- Born: July 3, 2003 (age 23) Azerbaijan

Gymnastics career
- Discipline: Rhythmic gymnastics
- Country represented: Azerbaijan (2019-2021)
- Club: Ojaq Sports Club
- Head coach: Mariana Vasileva
- Assistant coach: Siyana Vasileva
- Retired: yes
- Medal record
Representing Azerbaijan
Rhythmic Gymnastics
European Championships
| Silver medal – second place | 2020 Kyiv | Group All-Around |
| Bronze medal – third place | 2020 Kyiv | 3 Hoops + 4 Clubs |
| Bronze medal – third place | 2020 Kyiv | Team |

= Maryam Safarova =

Azerbaijani rhythmic gymnast (born 2003)

Maryam Safarova (born July 3, 2003) is an Azerbaijani group rhythmic gymnast. She is the 2020 European Group All-around silver medalist.

==Career==
===Senior===
She made her World Championships debut in 2019 in Baku where she contributed Ribbon performance to 13th place in Team competition.
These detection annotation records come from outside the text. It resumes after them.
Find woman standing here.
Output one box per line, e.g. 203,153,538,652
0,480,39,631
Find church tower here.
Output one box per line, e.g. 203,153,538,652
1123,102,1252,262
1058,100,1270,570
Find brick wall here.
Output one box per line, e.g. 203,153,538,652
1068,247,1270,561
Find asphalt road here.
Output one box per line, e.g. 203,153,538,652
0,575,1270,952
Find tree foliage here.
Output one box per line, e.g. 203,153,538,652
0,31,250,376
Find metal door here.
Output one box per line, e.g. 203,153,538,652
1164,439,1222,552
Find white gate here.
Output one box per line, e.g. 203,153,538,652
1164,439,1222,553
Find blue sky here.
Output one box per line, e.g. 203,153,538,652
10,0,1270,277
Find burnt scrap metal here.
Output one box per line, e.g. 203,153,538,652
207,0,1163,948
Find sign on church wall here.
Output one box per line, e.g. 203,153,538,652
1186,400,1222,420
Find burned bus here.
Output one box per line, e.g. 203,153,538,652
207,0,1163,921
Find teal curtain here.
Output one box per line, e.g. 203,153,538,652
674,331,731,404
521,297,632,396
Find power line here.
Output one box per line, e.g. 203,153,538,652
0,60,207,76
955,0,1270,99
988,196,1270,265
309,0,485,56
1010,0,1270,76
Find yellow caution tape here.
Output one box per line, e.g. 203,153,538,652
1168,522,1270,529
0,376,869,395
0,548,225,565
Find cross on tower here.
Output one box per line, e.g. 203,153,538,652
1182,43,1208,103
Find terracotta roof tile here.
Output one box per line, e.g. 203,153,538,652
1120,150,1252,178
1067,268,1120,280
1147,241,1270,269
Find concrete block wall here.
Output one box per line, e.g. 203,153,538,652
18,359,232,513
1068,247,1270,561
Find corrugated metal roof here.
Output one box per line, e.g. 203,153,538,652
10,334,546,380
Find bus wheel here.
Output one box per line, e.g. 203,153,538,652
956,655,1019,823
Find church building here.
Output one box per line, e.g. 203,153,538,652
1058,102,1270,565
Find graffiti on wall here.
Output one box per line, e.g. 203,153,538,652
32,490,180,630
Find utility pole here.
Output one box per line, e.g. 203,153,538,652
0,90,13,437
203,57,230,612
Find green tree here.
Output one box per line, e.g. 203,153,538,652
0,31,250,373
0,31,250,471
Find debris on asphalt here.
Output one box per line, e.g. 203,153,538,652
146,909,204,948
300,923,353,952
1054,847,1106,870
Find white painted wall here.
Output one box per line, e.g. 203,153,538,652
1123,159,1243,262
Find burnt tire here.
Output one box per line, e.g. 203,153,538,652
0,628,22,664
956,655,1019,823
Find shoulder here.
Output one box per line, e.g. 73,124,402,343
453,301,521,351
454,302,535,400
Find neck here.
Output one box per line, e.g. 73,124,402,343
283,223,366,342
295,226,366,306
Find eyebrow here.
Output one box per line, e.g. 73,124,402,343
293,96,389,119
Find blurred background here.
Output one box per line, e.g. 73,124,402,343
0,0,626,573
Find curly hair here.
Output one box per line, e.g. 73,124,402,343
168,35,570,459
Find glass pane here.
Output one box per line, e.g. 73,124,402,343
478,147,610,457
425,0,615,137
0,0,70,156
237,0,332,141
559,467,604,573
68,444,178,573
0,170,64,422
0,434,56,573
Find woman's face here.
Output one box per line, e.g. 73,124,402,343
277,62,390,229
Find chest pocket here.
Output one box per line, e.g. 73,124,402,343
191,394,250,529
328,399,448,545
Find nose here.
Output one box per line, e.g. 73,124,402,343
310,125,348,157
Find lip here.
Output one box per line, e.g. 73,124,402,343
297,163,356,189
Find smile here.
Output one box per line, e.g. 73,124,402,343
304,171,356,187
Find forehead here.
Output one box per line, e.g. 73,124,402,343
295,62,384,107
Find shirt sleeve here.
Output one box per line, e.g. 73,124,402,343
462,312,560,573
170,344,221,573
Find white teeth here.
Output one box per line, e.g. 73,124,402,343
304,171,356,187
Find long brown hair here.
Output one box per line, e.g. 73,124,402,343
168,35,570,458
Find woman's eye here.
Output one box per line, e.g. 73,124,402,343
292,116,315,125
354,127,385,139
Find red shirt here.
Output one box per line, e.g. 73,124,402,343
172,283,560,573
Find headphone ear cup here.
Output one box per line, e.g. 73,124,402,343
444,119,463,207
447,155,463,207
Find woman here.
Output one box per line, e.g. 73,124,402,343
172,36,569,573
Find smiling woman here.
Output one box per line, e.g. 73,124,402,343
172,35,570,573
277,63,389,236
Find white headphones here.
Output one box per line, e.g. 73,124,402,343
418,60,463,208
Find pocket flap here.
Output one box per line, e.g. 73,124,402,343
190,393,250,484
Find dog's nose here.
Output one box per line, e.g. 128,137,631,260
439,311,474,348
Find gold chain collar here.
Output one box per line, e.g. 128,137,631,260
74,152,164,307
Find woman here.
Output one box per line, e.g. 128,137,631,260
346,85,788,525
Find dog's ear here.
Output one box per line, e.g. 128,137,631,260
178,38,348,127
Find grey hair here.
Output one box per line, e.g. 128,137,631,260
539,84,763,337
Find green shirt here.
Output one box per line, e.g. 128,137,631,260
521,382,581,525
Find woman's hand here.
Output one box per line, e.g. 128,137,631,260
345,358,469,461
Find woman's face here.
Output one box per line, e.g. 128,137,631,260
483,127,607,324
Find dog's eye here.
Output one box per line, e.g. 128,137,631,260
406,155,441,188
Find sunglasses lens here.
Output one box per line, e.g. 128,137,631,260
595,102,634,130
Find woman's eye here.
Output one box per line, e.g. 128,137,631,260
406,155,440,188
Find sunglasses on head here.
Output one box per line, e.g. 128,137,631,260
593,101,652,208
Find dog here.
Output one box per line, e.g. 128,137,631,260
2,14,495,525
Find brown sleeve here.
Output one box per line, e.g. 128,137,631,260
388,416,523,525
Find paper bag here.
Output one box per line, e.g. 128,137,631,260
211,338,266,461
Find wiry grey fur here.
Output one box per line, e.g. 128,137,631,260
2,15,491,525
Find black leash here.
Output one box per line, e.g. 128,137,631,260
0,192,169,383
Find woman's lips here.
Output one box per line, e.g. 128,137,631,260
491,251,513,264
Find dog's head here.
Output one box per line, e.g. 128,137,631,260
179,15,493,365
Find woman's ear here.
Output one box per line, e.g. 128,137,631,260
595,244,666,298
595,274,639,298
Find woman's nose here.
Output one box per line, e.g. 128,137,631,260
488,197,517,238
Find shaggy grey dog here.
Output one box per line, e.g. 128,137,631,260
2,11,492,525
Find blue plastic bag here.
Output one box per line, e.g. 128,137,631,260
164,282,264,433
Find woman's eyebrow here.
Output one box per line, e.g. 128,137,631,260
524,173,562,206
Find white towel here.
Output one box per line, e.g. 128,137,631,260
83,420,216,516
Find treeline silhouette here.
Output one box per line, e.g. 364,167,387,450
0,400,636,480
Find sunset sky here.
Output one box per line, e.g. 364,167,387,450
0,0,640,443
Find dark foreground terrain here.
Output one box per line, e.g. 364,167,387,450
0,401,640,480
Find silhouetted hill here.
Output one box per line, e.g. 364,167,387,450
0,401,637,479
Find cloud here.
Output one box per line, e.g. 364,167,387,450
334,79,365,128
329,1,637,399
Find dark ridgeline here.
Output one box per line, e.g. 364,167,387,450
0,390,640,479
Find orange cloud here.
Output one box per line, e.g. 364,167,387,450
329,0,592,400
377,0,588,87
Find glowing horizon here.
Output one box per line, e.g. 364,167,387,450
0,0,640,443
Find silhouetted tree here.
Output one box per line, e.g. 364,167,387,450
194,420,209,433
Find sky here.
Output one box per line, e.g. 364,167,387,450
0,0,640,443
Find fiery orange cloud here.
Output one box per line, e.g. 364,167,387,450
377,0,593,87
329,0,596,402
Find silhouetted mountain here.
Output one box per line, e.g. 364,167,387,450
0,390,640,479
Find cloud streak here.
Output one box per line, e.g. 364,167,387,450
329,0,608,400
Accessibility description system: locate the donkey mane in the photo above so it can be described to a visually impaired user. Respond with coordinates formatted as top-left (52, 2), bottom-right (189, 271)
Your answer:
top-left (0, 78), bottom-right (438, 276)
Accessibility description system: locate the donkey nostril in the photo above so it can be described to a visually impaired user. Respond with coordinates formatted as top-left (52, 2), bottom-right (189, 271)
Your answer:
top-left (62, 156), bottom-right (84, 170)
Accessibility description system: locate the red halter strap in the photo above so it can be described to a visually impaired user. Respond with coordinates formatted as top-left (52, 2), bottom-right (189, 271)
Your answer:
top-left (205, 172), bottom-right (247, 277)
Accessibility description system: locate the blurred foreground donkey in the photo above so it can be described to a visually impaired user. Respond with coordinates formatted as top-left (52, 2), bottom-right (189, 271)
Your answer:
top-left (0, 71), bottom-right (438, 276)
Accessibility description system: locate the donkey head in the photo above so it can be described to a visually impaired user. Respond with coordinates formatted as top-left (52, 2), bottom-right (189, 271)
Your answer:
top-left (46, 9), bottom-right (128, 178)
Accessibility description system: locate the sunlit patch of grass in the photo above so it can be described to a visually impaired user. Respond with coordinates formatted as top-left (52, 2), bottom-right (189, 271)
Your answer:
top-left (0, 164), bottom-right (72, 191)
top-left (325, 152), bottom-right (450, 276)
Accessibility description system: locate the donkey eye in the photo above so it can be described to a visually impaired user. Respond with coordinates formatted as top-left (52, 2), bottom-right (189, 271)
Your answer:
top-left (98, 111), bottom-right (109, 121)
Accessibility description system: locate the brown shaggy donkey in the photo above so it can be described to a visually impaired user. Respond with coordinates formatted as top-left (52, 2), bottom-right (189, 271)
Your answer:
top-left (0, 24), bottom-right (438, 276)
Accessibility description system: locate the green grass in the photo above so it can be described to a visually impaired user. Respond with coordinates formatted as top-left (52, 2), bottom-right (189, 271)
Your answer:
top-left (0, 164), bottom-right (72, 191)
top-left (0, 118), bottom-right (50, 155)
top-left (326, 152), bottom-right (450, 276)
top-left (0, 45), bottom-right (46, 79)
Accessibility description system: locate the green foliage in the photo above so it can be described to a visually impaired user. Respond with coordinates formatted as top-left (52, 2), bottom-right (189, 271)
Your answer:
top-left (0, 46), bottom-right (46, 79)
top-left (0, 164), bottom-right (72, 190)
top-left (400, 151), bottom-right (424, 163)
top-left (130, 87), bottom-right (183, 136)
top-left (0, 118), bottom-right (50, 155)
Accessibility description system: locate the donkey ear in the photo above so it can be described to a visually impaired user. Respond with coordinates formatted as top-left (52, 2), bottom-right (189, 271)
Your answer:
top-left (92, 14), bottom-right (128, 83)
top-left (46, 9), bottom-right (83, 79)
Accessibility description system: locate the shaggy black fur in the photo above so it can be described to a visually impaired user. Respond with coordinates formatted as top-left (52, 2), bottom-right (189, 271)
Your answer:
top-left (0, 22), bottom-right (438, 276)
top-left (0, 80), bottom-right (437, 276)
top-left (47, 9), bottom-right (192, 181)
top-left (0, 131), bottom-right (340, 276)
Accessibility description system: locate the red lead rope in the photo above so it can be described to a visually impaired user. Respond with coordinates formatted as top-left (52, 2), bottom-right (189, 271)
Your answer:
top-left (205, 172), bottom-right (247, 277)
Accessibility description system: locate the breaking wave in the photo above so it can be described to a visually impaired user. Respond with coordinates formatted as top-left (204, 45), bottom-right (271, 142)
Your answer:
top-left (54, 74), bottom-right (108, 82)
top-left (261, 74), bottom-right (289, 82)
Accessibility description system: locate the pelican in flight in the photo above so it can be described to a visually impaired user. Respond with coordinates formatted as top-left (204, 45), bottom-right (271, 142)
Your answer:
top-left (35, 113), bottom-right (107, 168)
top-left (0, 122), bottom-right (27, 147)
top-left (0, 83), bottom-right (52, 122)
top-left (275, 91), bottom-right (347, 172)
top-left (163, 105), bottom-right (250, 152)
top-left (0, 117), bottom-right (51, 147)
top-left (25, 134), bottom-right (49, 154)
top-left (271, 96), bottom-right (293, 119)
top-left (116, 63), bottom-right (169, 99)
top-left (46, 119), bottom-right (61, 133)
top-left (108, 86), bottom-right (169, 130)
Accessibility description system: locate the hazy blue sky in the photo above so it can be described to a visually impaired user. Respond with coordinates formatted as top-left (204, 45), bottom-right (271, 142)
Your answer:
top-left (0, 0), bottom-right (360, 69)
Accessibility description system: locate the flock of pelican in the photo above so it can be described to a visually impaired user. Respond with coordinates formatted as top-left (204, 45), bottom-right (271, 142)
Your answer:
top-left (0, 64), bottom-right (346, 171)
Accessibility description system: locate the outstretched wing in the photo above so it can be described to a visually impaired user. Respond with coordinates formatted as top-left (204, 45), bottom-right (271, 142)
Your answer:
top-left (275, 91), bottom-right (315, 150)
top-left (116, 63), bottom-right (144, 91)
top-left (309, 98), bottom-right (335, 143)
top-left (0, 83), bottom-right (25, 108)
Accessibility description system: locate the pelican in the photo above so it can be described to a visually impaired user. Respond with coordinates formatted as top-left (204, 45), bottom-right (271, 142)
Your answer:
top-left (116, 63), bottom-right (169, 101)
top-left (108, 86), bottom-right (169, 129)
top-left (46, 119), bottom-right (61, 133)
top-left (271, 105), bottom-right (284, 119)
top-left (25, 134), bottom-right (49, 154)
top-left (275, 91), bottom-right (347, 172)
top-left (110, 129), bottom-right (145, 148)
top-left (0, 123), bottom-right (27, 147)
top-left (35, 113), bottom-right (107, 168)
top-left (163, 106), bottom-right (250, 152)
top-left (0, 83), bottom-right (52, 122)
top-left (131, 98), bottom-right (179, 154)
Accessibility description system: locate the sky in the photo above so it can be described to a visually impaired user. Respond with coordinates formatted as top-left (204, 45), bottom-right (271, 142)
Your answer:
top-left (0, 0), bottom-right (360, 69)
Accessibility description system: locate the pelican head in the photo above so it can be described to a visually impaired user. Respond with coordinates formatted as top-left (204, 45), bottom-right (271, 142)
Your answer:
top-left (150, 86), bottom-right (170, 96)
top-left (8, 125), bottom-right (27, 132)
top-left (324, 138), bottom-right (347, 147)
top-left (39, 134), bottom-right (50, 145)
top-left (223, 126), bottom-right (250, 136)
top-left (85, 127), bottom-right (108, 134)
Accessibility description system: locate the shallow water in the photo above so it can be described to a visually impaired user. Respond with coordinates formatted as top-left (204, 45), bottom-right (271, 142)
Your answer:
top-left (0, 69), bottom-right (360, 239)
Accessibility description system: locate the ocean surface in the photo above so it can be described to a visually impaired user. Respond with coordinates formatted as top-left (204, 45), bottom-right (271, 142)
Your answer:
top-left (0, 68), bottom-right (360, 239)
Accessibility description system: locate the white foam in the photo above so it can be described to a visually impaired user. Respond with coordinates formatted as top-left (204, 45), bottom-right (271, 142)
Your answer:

In 2020, she competed at the 2020 European Championships, her third one. Together with Zeynab Hummatova, Darya Sorokina, Yelyzaveta Luzan and Laman Alimuradova she won silver medal in Group All-around and bronze medal in 3 Hoops + 4 Clubs final. They also won bronze medal in Team competition together with juniors.